Pathologists need to understand the different clinical pathological scenarios that lead to a diagnosis of IC, and perhaps agree to apply the term only as Price described it originally—in colectomy specimens not biopsies. This is because biopsies are fraught with pitfalls, such as the effects of treatment, and biopsies taken from large areas of the colon may be labelled as coming from one site, resulting in a histological pattern that is not typical of either UC or CD, and making the diagnosis of IC tempting. The histological diagnostic criteria for classification of IBD seem to have dulled in recent years when applied to post treatment material. Pathologists should also familiarise themselves with the features of fulminant disease, so that they are not erroneously swayed to a diagnosis of CD or IC in colectomy specimen evaluation.

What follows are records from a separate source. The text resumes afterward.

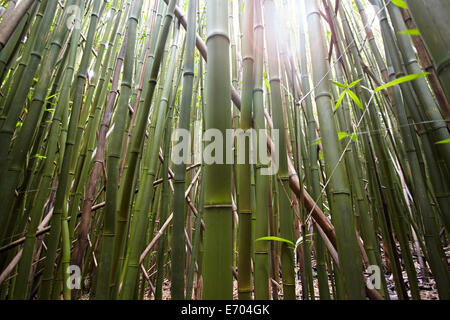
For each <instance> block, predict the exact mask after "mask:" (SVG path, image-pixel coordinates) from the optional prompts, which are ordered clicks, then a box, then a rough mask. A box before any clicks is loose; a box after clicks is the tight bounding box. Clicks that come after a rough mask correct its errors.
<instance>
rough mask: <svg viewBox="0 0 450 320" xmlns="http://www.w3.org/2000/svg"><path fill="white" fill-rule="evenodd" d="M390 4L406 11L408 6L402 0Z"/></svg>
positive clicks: (403, 0) (397, 0) (403, 1)
mask: <svg viewBox="0 0 450 320" xmlns="http://www.w3.org/2000/svg"><path fill="white" fill-rule="evenodd" d="M392 3H393V4H395V5H396V6H397V7H400V8H403V9H408V6H407V5H406V2H405V1H404V0H392Z"/></svg>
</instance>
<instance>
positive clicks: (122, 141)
mask: <svg viewBox="0 0 450 320" xmlns="http://www.w3.org/2000/svg"><path fill="white" fill-rule="evenodd" d="M141 8H142V0H137V1H135V2H134V3H133V4H132V6H131V9H130V15H129V17H128V24H127V34H126V38H127V44H126V49H125V57H124V63H123V78H122V83H121V89H120V93H121V94H120V97H119V101H118V105H117V108H116V111H115V113H114V129H113V131H112V133H111V137H110V140H109V146H108V154H107V160H106V174H107V182H106V206H105V218H104V226H103V244H102V252H101V260H100V261H101V262H100V263H101V264H100V268H99V270H98V274H97V277H98V279H97V288H96V296H95V298H96V299H106V298H108V297H109V296H110V284H111V278H112V275H111V273H112V272H111V271H112V264H113V263H114V260H113V256H114V245H115V237H116V208H117V194H118V192H117V191H118V182H119V170H120V156H121V150H122V145H123V141H124V137H125V135H124V131H125V121H126V113H127V110H128V101H129V97H130V96H131V85H132V77H133V70H134V54H135V46H136V37H137V36H136V33H137V31H136V29H137V25H138V23H139V18H140V14H141Z"/></svg>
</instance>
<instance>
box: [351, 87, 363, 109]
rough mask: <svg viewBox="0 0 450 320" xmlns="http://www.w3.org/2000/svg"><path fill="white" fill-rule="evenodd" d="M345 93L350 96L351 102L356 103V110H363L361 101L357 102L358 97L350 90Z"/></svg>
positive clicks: (357, 99) (357, 100)
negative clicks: (356, 107)
mask: <svg viewBox="0 0 450 320" xmlns="http://www.w3.org/2000/svg"><path fill="white" fill-rule="evenodd" d="M347 93H348V95H349V96H350V98H352V100H353V102H355V103H356V105H357V106H358V108H360V109H361V110H364V107H363V106H362V103H361V100H359V98H358V96H357V95H356V94H355V93H354V92H353V91H351V90H347Z"/></svg>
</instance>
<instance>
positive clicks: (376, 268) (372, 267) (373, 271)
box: [366, 264, 381, 290]
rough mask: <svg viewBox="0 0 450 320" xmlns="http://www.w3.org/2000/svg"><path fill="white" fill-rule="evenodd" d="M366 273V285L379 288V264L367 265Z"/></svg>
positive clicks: (379, 269)
mask: <svg viewBox="0 0 450 320" xmlns="http://www.w3.org/2000/svg"><path fill="white" fill-rule="evenodd" d="M366 272H367V274H368V277H367V280H366V285H367V288H369V289H377V290H380V289H381V269H380V267H379V266H377V265H375V264H373V265H370V266H368V267H367V269H366Z"/></svg>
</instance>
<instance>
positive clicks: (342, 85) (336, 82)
mask: <svg viewBox="0 0 450 320" xmlns="http://www.w3.org/2000/svg"><path fill="white" fill-rule="evenodd" d="M331 83H332V84H334V85H335V86H338V87H339V88H342V89H347V86H346V85H345V84H342V83H339V82H337V81H331Z"/></svg>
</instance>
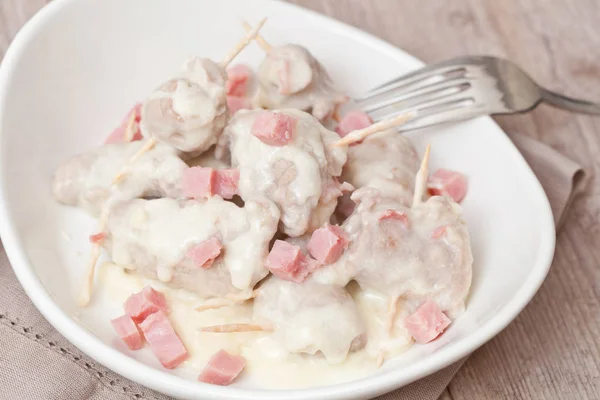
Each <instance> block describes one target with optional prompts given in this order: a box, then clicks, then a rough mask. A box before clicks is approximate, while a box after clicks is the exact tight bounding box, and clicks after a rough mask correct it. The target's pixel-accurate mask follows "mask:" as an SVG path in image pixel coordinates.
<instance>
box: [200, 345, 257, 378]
mask: <svg viewBox="0 0 600 400" xmlns="http://www.w3.org/2000/svg"><path fill="white" fill-rule="evenodd" d="M245 366H246V359H244V357H242V356H233V355H231V354H229V353H227V352H226V351H225V350H219V352H217V353H215V354H214V355H213V356H212V357H211V358H210V360H209V361H208V364H206V367H204V370H202V373H201V374H200V376H198V380H199V381H200V382H205V383H212V384H213V385H221V386H227V385H229V384H230V383H231V382H233V380H234V379H235V378H237V376H238V375H239V374H240V372H242V370H243V369H244V367H245Z"/></svg>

There are numerous other confounding issues including the effects of treatment and the presence of caecal (and appendiceal) inflammation, which may cause the observer to consider CD in a patient who otherwise has a typical left sided colitis, and which may result in doubt about the diagnosis of UC and lead to a diagnosis of IC or even CD.
The terminology used in the diagnosis of biopsies and colectomy specimens should reflect the degree of certainty, or lack thereof, as to whether the underlying disease is IBD in the first place, and whether it is CD or UC. When the type of IBD in biopsy specimens is uncertain, it is better to call it “IBD of uncertain subtype” or “IBD not yet classified”, and if uncertain of IBD, a descriptive diagnosis may be appropriate.